The simple fact is that Stan Lee could get away with making his characters more counter-culture, because Marvel's characters weren't expected to appear in prime time slots on national tv networks, or in promotional offers with big brands.

The final straw came when DC's biggest licensing success of the mid-Sixties was not a straight adaptation of a DC superhero, but a parody of their ultra-square house style (the Adam West Batman show, in case you hadn't guessed, that boosted sales of DC's superhero titles across the board.) By the mid-1960s a new generation of writers and artists were entering comicbooks, ones that had grown up with superheroes. As old fashioned editors like Mort Weisinger (who didn't even agree with stories spanning more than one issue) stepped aside, slowly from 1967 onward DC started to change its house style, largely thanks to president/publisher Carmine Infantino. But comics were still dominated by men, and the people at the very top (like Lee and Infantino) were still from the old Golden Age era. So we got a lot of very worthy, but misguided, attempts to "do feminism". We all recall The Cat, Ms. Marvel, Spider-Woman, etc.

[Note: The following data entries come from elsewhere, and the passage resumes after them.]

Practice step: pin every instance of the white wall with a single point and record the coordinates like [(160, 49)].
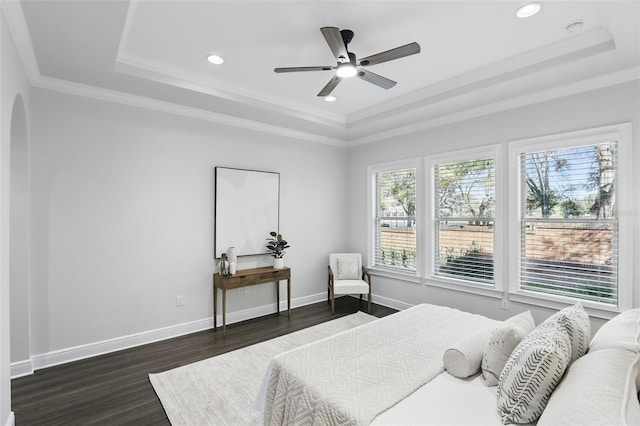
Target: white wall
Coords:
[(13, 85), (612, 105), (122, 208)]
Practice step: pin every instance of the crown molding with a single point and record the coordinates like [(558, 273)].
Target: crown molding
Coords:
[(108, 95), (588, 44), (132, 63), (17, 24), (578, 47), (600, 82)]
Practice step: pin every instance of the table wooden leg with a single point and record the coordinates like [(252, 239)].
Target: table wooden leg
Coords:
[(215, 308), (224, 311), (289, 297)]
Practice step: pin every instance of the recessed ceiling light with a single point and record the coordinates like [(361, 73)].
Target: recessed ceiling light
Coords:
[(215, 59), (529, 10)]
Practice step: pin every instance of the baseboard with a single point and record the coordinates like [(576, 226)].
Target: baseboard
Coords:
[(21, 368), (11, 421), (76, 353)]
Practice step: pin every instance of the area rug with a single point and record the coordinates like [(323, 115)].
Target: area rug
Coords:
[(222, 390)]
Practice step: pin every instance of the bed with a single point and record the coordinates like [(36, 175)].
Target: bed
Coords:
[(391, 371)]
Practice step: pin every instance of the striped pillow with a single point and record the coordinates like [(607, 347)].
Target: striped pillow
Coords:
[(531, 374), (574, 321)]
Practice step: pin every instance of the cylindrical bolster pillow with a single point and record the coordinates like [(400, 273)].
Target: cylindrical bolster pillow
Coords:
[(464, 358)]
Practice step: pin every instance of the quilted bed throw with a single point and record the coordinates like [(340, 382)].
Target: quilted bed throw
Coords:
[(351, 377)]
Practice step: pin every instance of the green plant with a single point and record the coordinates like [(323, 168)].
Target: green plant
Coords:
[(276, 245)]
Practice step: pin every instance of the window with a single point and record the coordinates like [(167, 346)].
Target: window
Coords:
[(569, 230), (463, 212), (393, 234)]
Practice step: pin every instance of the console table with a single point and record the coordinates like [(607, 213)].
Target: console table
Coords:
[(244, 278)]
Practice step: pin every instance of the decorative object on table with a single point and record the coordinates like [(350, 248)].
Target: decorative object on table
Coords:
[(232, 258), (276, 245), (244, 197), (223, 265)]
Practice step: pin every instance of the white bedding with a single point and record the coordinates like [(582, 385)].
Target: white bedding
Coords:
[(354, 376), (445, 401)]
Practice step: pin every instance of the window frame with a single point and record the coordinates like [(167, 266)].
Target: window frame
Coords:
[(372, 205), (494, 151), (622, 134)]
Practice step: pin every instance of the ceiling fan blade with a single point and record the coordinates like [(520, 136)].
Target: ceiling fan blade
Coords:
[(398, 52), (376, 79), (336, 44), (326, 90), (296, 69)]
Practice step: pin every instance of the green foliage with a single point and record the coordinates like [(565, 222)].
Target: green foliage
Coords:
[(393, 257), (466, 188), (469, 263), (276, 245), (400, 186)]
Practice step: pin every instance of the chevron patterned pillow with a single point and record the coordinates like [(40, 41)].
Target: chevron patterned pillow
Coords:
[(531, 374), (501, 343), (574, 320)]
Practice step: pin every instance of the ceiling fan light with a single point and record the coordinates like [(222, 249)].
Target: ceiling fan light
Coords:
[(346, 70), (529, 10)]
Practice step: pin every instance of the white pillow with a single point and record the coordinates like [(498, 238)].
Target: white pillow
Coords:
[(574, 320), (347, 268), (501, 343), (622, 331), (598, 389), (463, 359), (532, 372)]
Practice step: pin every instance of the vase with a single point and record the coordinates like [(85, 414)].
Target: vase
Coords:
[(223, 265), (232, 255)]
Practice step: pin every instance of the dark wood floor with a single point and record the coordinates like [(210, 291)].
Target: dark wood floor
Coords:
[(114, 389)]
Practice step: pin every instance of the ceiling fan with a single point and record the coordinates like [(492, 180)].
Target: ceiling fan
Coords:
[(348, 66)]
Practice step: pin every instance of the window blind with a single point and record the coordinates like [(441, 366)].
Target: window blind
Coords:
[(569, 225), (464, 211), (395, 220)]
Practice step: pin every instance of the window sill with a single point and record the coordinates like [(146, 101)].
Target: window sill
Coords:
[(456, 285), (410, 277), (597, 310)]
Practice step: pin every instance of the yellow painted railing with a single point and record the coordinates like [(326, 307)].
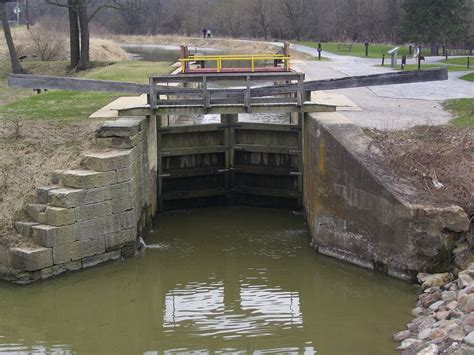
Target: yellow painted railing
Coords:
[(221, 59)]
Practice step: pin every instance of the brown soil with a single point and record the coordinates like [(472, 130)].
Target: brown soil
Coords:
[(428, 154), (29, 151)]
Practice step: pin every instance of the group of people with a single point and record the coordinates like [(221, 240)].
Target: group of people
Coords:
[(206, 33)]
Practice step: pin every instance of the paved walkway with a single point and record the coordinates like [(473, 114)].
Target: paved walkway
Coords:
[(391, 106), (382, 107)]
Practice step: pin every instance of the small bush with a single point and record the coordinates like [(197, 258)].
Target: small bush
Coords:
[(47, 41)]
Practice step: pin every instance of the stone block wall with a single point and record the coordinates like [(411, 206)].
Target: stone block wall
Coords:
[(93, 214), (358, 213)]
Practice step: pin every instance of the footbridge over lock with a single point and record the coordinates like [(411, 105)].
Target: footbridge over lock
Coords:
[(254, 139), (237, 158)]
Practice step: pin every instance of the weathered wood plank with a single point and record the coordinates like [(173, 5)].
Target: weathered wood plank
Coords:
[(262, 170), (225, 109), (179, 195), (227, 77), (169, 152), (257, 148), (205, 127), (192, 172), (24, 81), (267, 126), (260, 191)]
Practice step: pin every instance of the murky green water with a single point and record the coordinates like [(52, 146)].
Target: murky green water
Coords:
[(213, 281)]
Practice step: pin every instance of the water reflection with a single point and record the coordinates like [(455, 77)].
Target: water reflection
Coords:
[(219, 281)]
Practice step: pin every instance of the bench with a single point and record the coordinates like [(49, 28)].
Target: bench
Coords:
[(344, 47)]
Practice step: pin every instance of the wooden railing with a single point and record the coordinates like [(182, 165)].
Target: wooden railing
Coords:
[(207, 91), (220, 60)]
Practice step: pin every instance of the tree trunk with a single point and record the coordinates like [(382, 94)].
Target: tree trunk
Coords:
[(433, 47), (73, 34), (84, 25), (16, 66)]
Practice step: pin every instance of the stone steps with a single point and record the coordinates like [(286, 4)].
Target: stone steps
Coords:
[(89, 215)]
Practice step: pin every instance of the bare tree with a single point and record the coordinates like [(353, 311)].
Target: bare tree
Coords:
[(81, 12), (16, 65), (260, 12)]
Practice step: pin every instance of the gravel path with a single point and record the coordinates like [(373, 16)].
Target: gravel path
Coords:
[(391, 106)]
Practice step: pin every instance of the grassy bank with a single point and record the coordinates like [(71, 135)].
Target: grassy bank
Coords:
[(357, 49), (468, 77), (458, 61), (463, 110), (431, 66), (68, 106), (34, 136)]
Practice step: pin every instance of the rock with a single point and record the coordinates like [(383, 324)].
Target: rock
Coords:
[(437, 334), (456, 334), (469, 339), (448, 296), (401, 335), (464, 350), (461, 254), (416, 312), (442, 315), (468, 329), (428, 299), (468, 290), (426, 324), (431, 349), (467, 304), (452, 305), (464, 281), (408, 343), (435, 306), (455, 219), (424, 334), (469, 320), (428, 280)]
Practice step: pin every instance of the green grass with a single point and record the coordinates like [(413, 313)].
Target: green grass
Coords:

It is ironic that the period with the strongest female heroines is probably not the Silver or Bronze Age (the period when second wave feminism actually started to bite), but the war years of the Golden Age. Blonde Phantom, Invisible Scarlett O'Neill, Purple Tigress, Lady Luck, Scorpion, Phantom Lady, Miss America, Liberty Belle, Ms. Victory... the list is nearly endless. But by the Silver Age only Wonder Woman survived from that period.


R5

ps. Shocked that so many people didn't recognise Milla. She surely has to be one of the most famous cosplayers out there.